第一生命経済研レポート

2024.09.18


欧州経済

欧州経済見通し


四半期見通し『欧州~問われる景気回復の持続力~』(2024年10月号)



田中 理



目次






歴史的な高インフレ、大幅な金融引き締め、世界経済の低迷を背景に、2023年を通じて足踏みが続いたユーロ圏経済は、年明け以降、緩やかな回復基調にある。1~3月期と4~6月期のユーロ圏の実質国内総生産(GDP)は2四半期連続のプラス成長を記録した。景気回復を主導しているのはサービス業で、製造業の低迷が続いている。旅行需要の回復や、インフレ沈静化と賃上げ加速による実質購買力の改善が家計消費を支えている。他方で、事業コスト増加による産業空洞化、重要な輸出先である中国経済の低迷、地政学リスクや貿易摩擦に対する警戒感などが、輸出や生産活動の足枷となっている。7~9月期入り後は企業の業況改善がやや一服している。8月はフランスでサービス業の業況が改善したが、これはパリ五輪による旅行・宿泊需要の増加によるもので、持続力に乏しい。域内最大国のドイツを中心に、製造業活動の不振が景気の足を引っ張っている。

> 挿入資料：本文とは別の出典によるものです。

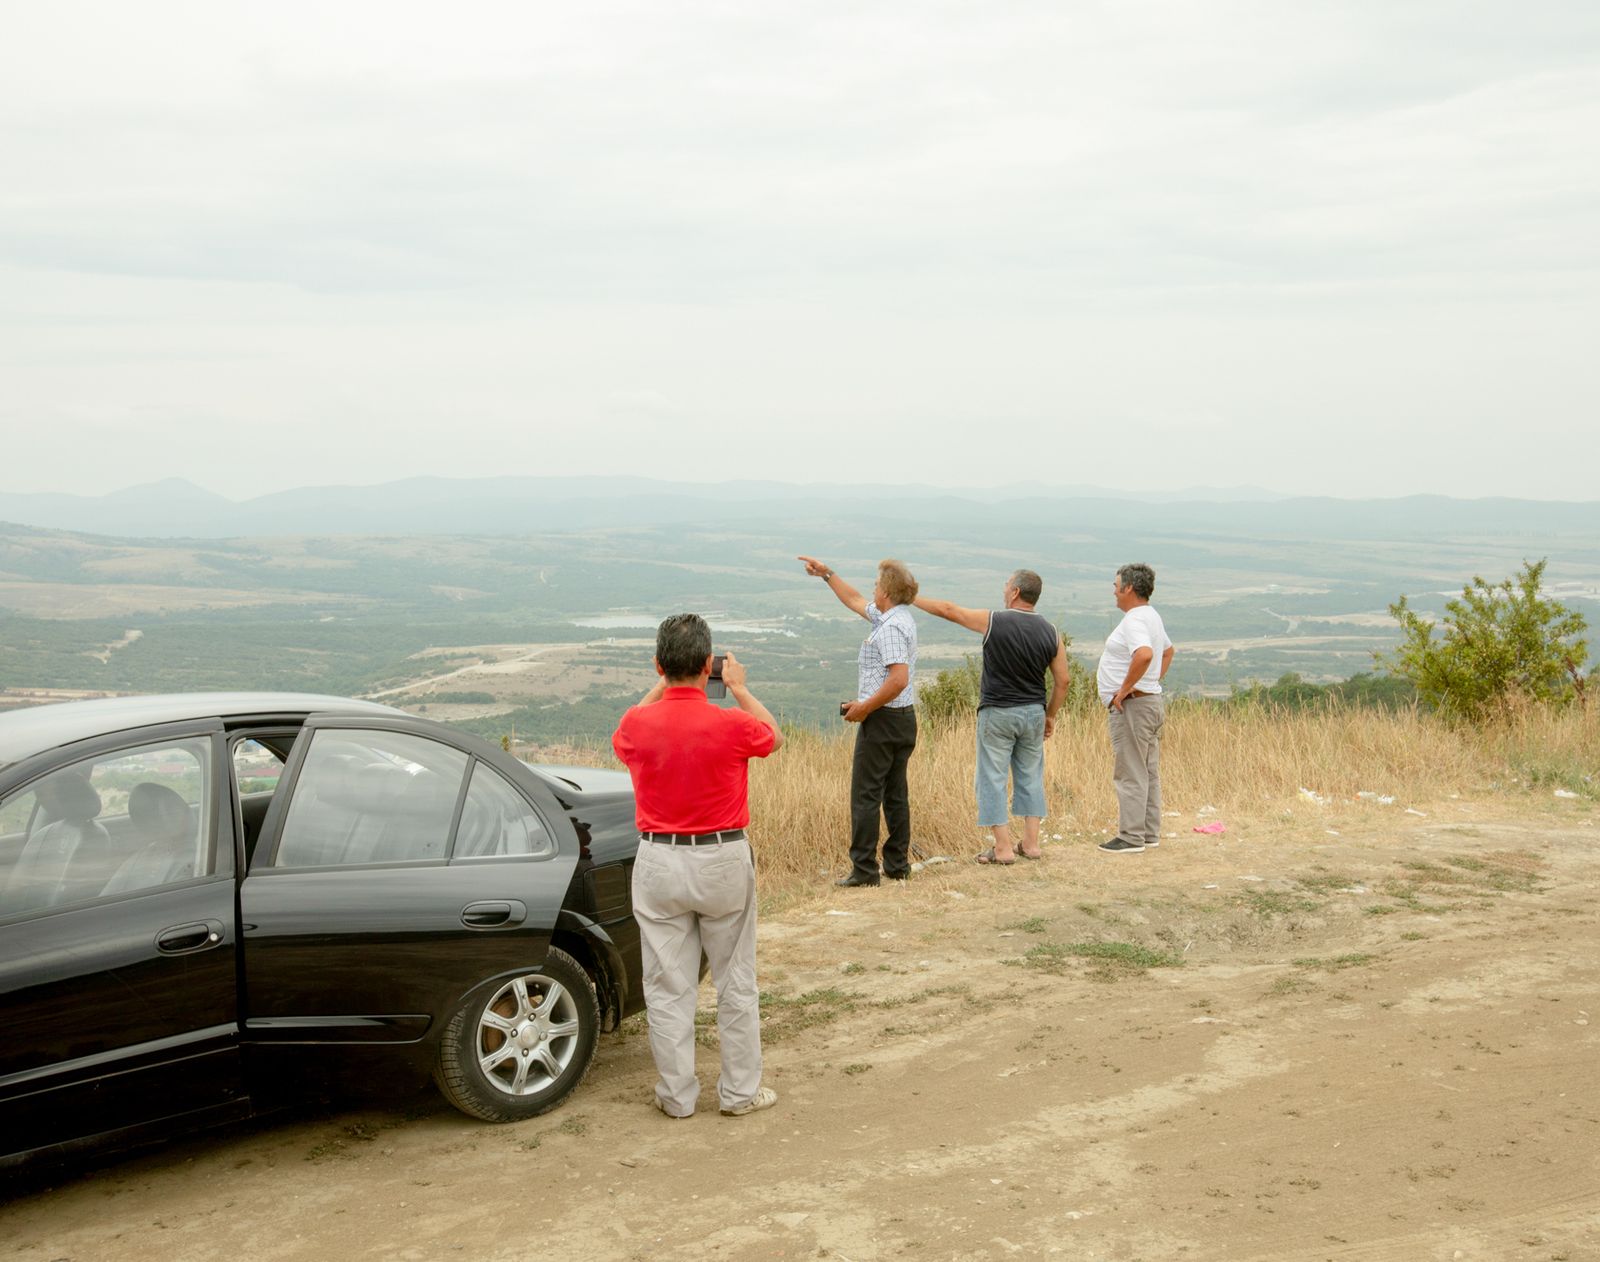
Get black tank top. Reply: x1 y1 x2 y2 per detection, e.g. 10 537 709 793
980 609 1060 709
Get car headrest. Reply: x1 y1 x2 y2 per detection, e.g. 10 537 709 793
319 760 415 814
36 770 102 824
129 782 192 845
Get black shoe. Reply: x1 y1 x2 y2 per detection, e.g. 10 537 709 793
835 873 881 887
1098 836 1146 854
883 869 911 881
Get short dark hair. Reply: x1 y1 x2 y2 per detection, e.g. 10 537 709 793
1009 569 1043 605
1116 564 1156 601
656 613 712 681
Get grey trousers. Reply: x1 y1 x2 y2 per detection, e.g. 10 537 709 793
1108 693 1165 844
631 836 762 1115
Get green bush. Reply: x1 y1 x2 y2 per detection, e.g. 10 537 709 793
1382 559 1591 717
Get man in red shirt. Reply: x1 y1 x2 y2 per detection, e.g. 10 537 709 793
612 613 785 1119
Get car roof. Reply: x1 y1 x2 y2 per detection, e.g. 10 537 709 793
0 692 406 770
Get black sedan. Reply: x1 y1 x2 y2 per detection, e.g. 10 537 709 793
0 692 644 1170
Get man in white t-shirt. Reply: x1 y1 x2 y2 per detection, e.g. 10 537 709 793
1095 564 1175 855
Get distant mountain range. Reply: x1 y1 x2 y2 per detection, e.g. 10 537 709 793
1 475 1597 540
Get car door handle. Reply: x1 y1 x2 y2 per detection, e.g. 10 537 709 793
156 920 226 955
461 900 527 929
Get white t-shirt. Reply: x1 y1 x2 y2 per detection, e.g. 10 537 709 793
1097 605 1172 704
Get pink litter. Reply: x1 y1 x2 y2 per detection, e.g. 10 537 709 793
1192 821 1227 834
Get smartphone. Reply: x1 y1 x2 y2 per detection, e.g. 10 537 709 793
707 654 727 700
839 700 852 717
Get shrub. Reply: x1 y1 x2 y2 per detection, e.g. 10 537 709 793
1382 559 1591 717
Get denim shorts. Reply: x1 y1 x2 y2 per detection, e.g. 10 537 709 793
975 704 1047 827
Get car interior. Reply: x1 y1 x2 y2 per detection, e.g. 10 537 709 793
0 749 208 918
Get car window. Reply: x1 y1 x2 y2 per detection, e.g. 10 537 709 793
453 761 554 861
233 738 285 795
274 729 468 868
0 736 213 918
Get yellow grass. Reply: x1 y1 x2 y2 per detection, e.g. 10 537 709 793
740 703 1599 888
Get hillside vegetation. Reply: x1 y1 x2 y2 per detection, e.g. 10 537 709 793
730 702 1599 891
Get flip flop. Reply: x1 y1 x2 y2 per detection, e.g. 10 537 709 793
1017 848 1042 861
974 846 1015 866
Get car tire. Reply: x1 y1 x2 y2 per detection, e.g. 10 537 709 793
433 947 600 1121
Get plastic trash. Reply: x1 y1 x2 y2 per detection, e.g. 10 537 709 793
1193 820 1226 834
1357 792 1396 805
1555 789 1579 799
1405 807 1428 817
1298 787 1329 806
1197 804 1218 815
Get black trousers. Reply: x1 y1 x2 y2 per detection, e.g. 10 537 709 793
849 707 918 880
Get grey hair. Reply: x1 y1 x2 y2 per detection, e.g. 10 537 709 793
1116 564 1156 601
1008 569 1043 605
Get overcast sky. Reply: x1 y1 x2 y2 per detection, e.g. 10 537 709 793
3 1 1597 501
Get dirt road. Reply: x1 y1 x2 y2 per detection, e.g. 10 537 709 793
3 807 1597 1261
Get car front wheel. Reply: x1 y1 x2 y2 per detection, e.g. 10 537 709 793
433 947 600 1121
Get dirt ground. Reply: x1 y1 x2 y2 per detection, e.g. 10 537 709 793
3 806 1597 1262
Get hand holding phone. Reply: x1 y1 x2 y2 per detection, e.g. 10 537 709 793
707 654 727 700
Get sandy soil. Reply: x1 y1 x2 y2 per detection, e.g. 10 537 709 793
3 808 1597 1261
369 641 657 714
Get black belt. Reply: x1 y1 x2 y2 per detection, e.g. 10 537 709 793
641 829 747 846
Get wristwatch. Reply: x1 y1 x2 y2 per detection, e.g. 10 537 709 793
819 568 834 580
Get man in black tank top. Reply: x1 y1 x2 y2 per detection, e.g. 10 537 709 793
914 569 1071 864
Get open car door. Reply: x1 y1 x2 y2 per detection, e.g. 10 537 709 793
239 716 581 1066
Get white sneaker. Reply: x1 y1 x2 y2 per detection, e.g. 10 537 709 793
720 1086 778 1117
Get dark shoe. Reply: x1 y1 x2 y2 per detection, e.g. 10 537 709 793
1098 836 1146 854
883 869 911 881
836 873 881 887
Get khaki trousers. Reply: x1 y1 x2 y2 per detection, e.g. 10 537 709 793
1108 693 1165 844
631 836 762 1116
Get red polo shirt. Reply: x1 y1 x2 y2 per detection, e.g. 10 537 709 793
612 687 778 832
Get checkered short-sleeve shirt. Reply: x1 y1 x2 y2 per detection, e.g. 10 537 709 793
858 602 917 707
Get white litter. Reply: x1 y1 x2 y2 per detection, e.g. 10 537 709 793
824 910 855 917
1357 792 1396 805
1326 829 1341 836
1238 875 1264 882
1197 804 1218 815
1555 789 1579 799
1051 833 1064 840
1202 883 1219 890
1298 787 1329 806
1405 808 1428 817
1336 886 1368 895
1163 832 1177 839
946 890 967 900
1163 811 1181 818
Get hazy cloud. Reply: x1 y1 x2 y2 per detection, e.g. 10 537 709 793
2 1 1597 498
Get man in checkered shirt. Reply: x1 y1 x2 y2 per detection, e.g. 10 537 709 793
798 555 920 887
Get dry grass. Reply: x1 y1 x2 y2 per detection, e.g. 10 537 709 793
739 702 1599 889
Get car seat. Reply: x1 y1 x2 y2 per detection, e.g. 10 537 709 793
0 770 114 914
101 783 198 896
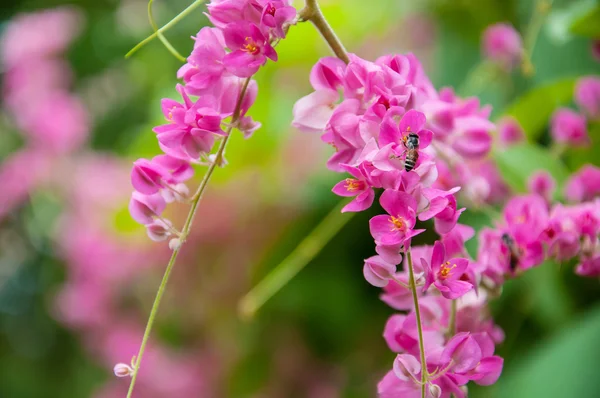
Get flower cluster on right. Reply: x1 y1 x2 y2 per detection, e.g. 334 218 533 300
293 21 600 397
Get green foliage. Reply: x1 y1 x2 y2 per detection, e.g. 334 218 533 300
503 78 576 140
570 4 600 38
493 143 570 196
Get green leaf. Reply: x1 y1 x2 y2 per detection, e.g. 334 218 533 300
493 143 570 196
570 5 600 38
495 304 600 398
503 78 576 141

インフレ率の沈静化が進み、中期的な物価安定の達成が視野に入ってきたことを受け、欧州中央銀行(ECB)は6月に約5年振りとなる利下げを開始した。サービス物価や賃金の高止まりが続いているため、慎重な利下げ継続を示唆している。今後の政策金利のパスを事前に約束せず、理事会毎にデータに基づいて利下げの是非を判断する。

資料1 ユーロ圏の実質GDP成長率(前期比)資料1 ユーロ圏の実質GDP成長率(前期比)

先行きのユーロ圏は緩やかな回復軌道を辿る公算が大きい。インフレ率のピークアウト後も高めの賃上げが続いており、当面は実質購買力の改善が個人消費の拡大を後押ししよう。人手不足と人件費高騰に対応する省力化投資、温暖化目標の達成に向けたグリーン投資の拡大も見込まれる。他方で、賃上げ加速に伴う企業収益の圧迫、利下げ開始後も引き締め的な金融環境、世界経済の低迷持続、財政規律の適用再開と加盟国の財政引き締めが、2024年中の景気を下押しする公算が大きい。

2025年に入ると、欧州連合(EU)の新体制発足や選挙イヤー通過による政策の不透明感後退、追加利下げによる金融緩和効果の顕在化、世界経済回復による輸出拡大などから、回復が遅れる企業活動にも徐々に明るさが広がる展開を予想する。

ECBは2024~25年を通じて利下げを継続し、下限の政策金利は2024年末時点で3.25%、2025年末時点で2.25%に達すると予想する。ユーロ圏の実質GDP成長率は、2024年に+0.7%で停滞した後、2025年は+1.2%に加速する見通し。こうした景気回復シナリオに対するリスク要因としては、①米大統領選挙後の通商摩擦の激化やウクライナ支援負担の増加、②欧州各国の政治リスク顕在化とリーダーシップ不在、③財政不安再燃による金融市場の動揺などが考えられる。